Ne consegue che la disposizione regionale in esame, nel prevedere in maniera generica l’esclusione dall’autorizzazione sanitaria e dalla segnalazione certificata inizio attività, per gli studi odontoiatrici, qualora effettuino visite e/o prestazioni diagnostiche strumentali non invasive, senza indicare il livello di invasività, si pone in contrasto con il principio fondamentale di tutela della salute di cui alle citate disposizioni del d.lgs. n. 502/1992 e, pertanto, viola la materia di tutela della salute di cui agli articoli 32 e 117, terzo comma, della Costituzione.

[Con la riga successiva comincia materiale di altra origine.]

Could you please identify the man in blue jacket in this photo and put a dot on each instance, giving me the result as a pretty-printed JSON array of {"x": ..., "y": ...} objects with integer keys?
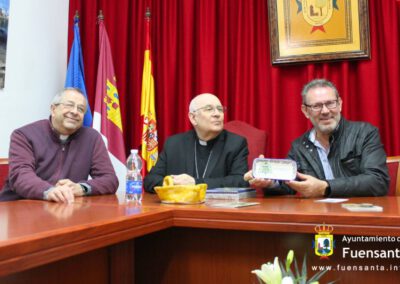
[{"x": 337, "y": 157}]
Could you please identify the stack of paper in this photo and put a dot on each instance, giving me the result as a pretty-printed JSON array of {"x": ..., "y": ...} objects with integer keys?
[{"x": 231, "y": 193}]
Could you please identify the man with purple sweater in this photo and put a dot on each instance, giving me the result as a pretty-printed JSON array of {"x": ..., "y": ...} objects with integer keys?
[{"x": 52, "y": 159}]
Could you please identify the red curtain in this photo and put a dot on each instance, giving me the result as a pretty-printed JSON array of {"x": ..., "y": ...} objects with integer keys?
[{"x": 222, "y": 47}]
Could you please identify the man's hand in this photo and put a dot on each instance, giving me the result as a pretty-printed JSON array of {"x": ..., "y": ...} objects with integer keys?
[
  {"x": 183, "y": 179},
  {"x": 308, "y": 186},
  {"x": 61, "y": 193},
  {"x": 76, "y": 187},
  {"x": 257, "y": 182}
]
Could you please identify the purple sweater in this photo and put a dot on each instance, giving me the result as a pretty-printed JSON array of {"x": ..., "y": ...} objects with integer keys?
[{"x": 38, "y": 159}]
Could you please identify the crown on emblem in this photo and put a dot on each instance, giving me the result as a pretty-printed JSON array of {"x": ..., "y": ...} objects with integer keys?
[{"x": 323, "y": 229}]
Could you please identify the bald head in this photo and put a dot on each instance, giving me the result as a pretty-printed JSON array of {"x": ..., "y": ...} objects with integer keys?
[
  {"x": 206, "y": 114},
  {"x": 203, "y": 100}
]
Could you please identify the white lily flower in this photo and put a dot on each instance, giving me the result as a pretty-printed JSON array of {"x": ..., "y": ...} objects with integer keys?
[
  {"x": 289, "y": 259},
  {"x": 270, "y": 273}
]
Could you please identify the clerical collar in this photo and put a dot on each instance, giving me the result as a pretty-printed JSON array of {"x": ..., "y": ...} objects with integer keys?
[
  {"x": 208, "y": 143},
  {"x": 64, "y": 138}
]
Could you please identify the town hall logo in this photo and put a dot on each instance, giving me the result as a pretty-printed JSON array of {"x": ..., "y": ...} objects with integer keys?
[{"x": 323, "y": 243}]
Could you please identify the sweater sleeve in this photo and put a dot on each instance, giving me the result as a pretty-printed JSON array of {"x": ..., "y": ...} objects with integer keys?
[{"x": 23, "y": 178}]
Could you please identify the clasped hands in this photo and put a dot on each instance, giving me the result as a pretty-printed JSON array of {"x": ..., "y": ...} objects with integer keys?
[{"x": 65, "y": 191}]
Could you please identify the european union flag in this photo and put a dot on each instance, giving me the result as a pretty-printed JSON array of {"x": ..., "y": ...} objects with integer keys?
[{"x": 75, "y": 74}]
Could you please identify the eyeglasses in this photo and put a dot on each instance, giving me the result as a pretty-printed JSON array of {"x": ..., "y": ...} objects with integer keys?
[
  {"x": 319, "y": 106},
  {"x": 211, "y": 109},
  {"x": 70, "y": 106}
]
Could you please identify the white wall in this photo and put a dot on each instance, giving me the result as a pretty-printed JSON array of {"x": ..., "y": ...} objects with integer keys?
[{"x": 35, "y": 64}]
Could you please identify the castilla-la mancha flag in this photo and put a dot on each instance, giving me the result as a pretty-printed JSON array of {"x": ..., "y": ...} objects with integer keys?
[
  {"x": 147, "y": 108},
  {"x": 107, "y": 113}
]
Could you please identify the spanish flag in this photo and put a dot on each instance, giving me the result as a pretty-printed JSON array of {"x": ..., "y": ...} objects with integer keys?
[
  {"x": 107, "y": 109},
  {"x": 147, "y": 108}
]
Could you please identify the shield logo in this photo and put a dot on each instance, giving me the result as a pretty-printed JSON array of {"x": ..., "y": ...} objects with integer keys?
[
  {"x": 324, "y": 245},
  {"x": 317, "y": 12}
]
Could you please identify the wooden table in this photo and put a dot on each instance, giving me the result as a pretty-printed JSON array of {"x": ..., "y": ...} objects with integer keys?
[{"x": 102, "y": 240}]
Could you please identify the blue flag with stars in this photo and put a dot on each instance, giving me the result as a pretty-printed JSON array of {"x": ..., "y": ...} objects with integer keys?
[{"x": 75, "y": 74}]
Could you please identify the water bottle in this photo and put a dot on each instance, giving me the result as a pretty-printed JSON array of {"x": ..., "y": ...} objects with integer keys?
[{"x": 134, "y": 181}]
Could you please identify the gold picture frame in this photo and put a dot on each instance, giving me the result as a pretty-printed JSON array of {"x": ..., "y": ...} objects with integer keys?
[{"x": 318, "y": 30}]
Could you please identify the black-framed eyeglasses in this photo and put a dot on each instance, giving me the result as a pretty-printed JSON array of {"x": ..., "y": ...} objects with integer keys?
[
  {"x": 70, "y": 106},
  {"x": 319, "y": 106},
  {"x": 211, "y": 109}
]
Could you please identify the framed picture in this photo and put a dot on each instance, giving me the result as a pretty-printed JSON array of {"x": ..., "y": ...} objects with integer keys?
[{"x": 318, "y": 30}]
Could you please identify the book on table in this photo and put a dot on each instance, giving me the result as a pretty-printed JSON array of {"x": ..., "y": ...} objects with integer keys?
[{"x": 232, "y": 193}]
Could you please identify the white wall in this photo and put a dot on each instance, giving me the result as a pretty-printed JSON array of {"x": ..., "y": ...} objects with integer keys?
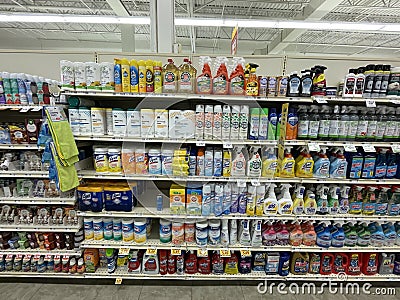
[{"x": 46, "y": 63}]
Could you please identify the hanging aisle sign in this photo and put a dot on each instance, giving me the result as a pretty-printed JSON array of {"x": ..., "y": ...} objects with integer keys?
[{"x": 234, "y": 40}]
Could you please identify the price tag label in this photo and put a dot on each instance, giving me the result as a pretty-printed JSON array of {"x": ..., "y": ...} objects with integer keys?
[
  {"x": 225, "y": 253},
  {"x": 123, "y": 251},
  {"x": 227, "y": 145},
  {"x": 370, "y": 103},
  {"x": 369, "y": 148},
  {"x": 396, "y": 148},
  {"x": 202, "y": 253},
  {"x": 313, "y": 147},
  {"x": 245, "y": 253},
  {"x": 350, "y": 148},
  {"x": 320, "y": 100},
  {"x": 176, "y": 251},
  {"x": 151, "y": 251},
  {"x": 241, "y": 183},
  {"x": 255, "y": 182}
]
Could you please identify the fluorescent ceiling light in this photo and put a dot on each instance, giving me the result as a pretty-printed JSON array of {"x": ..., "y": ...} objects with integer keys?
[{"x": 86, "y": 19}]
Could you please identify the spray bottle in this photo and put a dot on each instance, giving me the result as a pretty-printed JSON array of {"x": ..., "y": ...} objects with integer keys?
[
  {"x": 322, "y": 199},
  {"x": 287, "y": 165},
  {"x": 285, "y": 203},
  {"x": 322, "y": 164},
  {"x": 270, "y": 202},
  {"x": 333, "y": 200},
  {"x": 344, "y": 199},
  {"x": 298, "y": 200}
]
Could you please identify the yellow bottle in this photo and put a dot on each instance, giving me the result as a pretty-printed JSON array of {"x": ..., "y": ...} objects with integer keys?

Con sentenza n. 59 del 2015 anche la Corte Costituzionale ha evidenziato come "la competenza regionale in materia di autorizzazione e vigilanza sulle istituzioni sanitarie private debba senz'altro essere inquadrata nella più generale potestà legislativa concorrente in materia di tutela della salute, che vincola le Regioni al rispetto dei principi fondamentali stabiliti dalle leggi dello Stato (sentenze n. 134 del 2006 e n. 200 del 2005)" (sentenza n. 292 del 2012, e, nello stesso senso, sentenza n. 260 del 2012). Ne consegue che, ai sensi dell'art. 117, terzo comma, Cost., le scelte del legislatore regionale devono svolgersi nel rispetto dei principi fondamentali riservati alla legislazione dello Stato (sentenze n. 162 del 2004 e n. 282 del 2002, ordinanza n. 323 del 2010). In ordine poi all’obbligatorietà di autorizzazione da parte degli studi medici ed odontoiatrici , la medesima sentenza n. 59 del 2015 ha precisato che “ gli artt. 8 e 8-ter del D.Lgs. n. 502 del 1992, stabiliscono "requisiti minimi" di sicurezza e qualità per poter effettuare prestazioni sanitarie" (sentenza n. 292 del 2012) ed esprimono principi fondamentali nella materia "tutela della salute" (sentenze n. 245 e n. 150 del 2010). Con tale sentenza la Consulta ha pertanto giudicato incostituzionale la legge della Regione Abruzzo che aveva espunto dal relativo regime autorizzatorio una serie di prestazioni, tra cui numerosi interventi dentali e ortodontici, in relazione ai quali, secondo la Corte, non è ipotizzabile il venir meno dei livelli essenziali di garanzia previsti dal legislatore statale in ordine alla qualità e sicurezza delle cure ed all'idoneità delle dotazioni tecniche e strumentali.
Per i motivi esposti le disposizioni sopra indicate devono essere impugnate dinanzi alla Corte Costituzionale ai sensi dell’art.127 Cost.